1) Deputado Nilmário Miranda, faça um retrospecto da evolução dos Direitos Humanos no Brasil.

R: A origem de nossa nacionalidade está enraizada numa sociedade que se constituiu de forma escravocrata, patriarcal e patrimonialista. Ou seja, em uma sociedade absolutamente excludente!

Nossas conquistas no campo dos Direitos Humanos são ainda muito recentes. Não se podia falar em direitos humanos durante os regimes de exceção. Em ditaduras não existem direitos, apenas ordens e imposições.

As lutas trabalhistas, as reivindicações de gênero, as bandeiras raciais e sociais são na verdade a busca por uma sociedade mais igualitária, portanto mais humanitária. É preciso reconhecer este aspecto em todos estes movimentos, que brotam da idéia do coletivismo e que, no Brasil, somente ganham força, representatividade e continuidade na segunda metade do século XX, forçando uma alteração na dinâmica estrutural e de funcionamento do Poder do Estado Brasileiro.

Uma viagem por nossa história irá mostrar que nossas lideranças populares, que ofereciam ao povo uma mensagem libertária e contestatória foram massacradas pelas elites governantes: Zumbi, Tirandentes e Antônio Conselheiro foram assassinados.

Democratizar o Estado Brasileiro, dotá-lo de valores essencialmente republicanos continuam sendo ideais de afirmação dos direitos humanos na sociedade brasileira.

2) Quais os recentes avanços e óbices nas políticas de Direitos Humanos?

R: Tivemos alguns avanços no campo legislativo: o Estatuto da Criança e do Adolescente confimou-se como importante diploma legal de proteção integral de direitos, orientando a ação de Conselhos Municipais, Conselhos Tutelares e Promotores de Justiça.

Finalmente encontram-se regulamentados o crime de Tortura e o crime de racismo.

A divulgação de políticas públicas de direitos humanos por órgãos de comunicação social refletem um interesse crescente da sociedade brasileira por questões afetas aos direitos fundamentais.

Temos um Programa Nacional de Direitos Humanos e uma secretaria nacional de Direitos Humanos vinculada à estrutura funcional do Ministério da Justiça.

Avançamos portanto no campo das normas operacionais de proteção aos direitos humanos.

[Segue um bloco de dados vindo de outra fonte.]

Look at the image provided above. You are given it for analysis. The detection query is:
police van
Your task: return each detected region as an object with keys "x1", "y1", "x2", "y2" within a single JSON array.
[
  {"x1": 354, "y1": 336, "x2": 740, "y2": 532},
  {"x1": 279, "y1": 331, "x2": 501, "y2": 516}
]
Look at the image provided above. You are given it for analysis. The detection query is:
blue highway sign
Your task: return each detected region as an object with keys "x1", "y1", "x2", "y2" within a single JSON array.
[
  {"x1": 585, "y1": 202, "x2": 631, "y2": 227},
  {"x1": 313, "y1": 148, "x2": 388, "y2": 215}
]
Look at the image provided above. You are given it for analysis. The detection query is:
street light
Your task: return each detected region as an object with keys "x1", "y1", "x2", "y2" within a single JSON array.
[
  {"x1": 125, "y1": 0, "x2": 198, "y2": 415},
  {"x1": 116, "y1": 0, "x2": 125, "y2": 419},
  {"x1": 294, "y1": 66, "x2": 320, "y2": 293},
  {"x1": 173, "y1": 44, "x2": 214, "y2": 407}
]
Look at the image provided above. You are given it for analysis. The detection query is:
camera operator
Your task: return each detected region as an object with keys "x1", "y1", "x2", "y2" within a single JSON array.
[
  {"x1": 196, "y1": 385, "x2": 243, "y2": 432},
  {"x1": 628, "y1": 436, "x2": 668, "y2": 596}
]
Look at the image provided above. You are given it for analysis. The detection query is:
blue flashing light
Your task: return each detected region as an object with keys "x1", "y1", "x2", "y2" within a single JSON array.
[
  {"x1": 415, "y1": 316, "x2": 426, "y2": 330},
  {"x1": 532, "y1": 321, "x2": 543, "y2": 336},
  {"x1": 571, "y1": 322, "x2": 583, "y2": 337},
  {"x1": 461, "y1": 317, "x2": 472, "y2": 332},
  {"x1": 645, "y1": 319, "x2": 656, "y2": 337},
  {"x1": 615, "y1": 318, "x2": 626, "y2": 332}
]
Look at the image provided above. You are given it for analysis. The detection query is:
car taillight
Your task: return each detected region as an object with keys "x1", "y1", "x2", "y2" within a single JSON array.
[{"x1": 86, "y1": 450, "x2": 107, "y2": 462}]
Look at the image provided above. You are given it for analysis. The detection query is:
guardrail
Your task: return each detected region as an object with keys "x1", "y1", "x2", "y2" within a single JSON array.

Resta agora aproximar o universo formal do universo real. Poucas são as decisões condenatórias verificadas no âmbito das instâncias judiciais em relação à prática do racismo e do crime de tortura: dois dos mais repugnantes flagelos ainda freqüentes contra os direitos humanos. É preciso vencer esta barreira dentro do Poder Judiciário. É necessário que os operadores de direito exijam, de forma insistente, a manifestação da justiça contra os crimes cometidos em desfavor da humanidade.

3) E em Minas Gerais, como se configura o quadro dos Direitos Humanos?

R: Em Minas tivemos alguns avanços nos últimos anos. Temos em vigência o Conselho Estadual de Direitos Humanos, criado em 1987, e que vem aperfeiçoando seus trabalhos, atualmente constituído por quatro comissões especiais: Violência Institucional, Ouvidoria Agrária, Sistema Prisional e, mais recentemente, a comissão incumbida de avaliação de casos e reparação às vítimas do regime militar (conforme determinação do Decreto nº 41.239/2000).

Temos, instituída desde 1998, a Ouvidoria de Polícia de Minas Gerais, imbuída de fiscalizar os serviços e atividades de todo o efetivo policial do Estado.

O Ministério Público de Minas é, seguramente, um dos melhores de todo o país. Temos uma Comissão de Direitos Humanos, bastante atuante, na Assembléia Legislativa, atualmente presidida pelo dep. Edson Resende.

Enfim, estamos avançando. Mas há muito ainda a ser buscado e atingido: Precisamos, urgentemente, dotar a Defensoria Pública de Minas de autonomia funcional e orçamentária, já que até hoje a instituição não dispõe de uma Lei Orgânica que a discipline.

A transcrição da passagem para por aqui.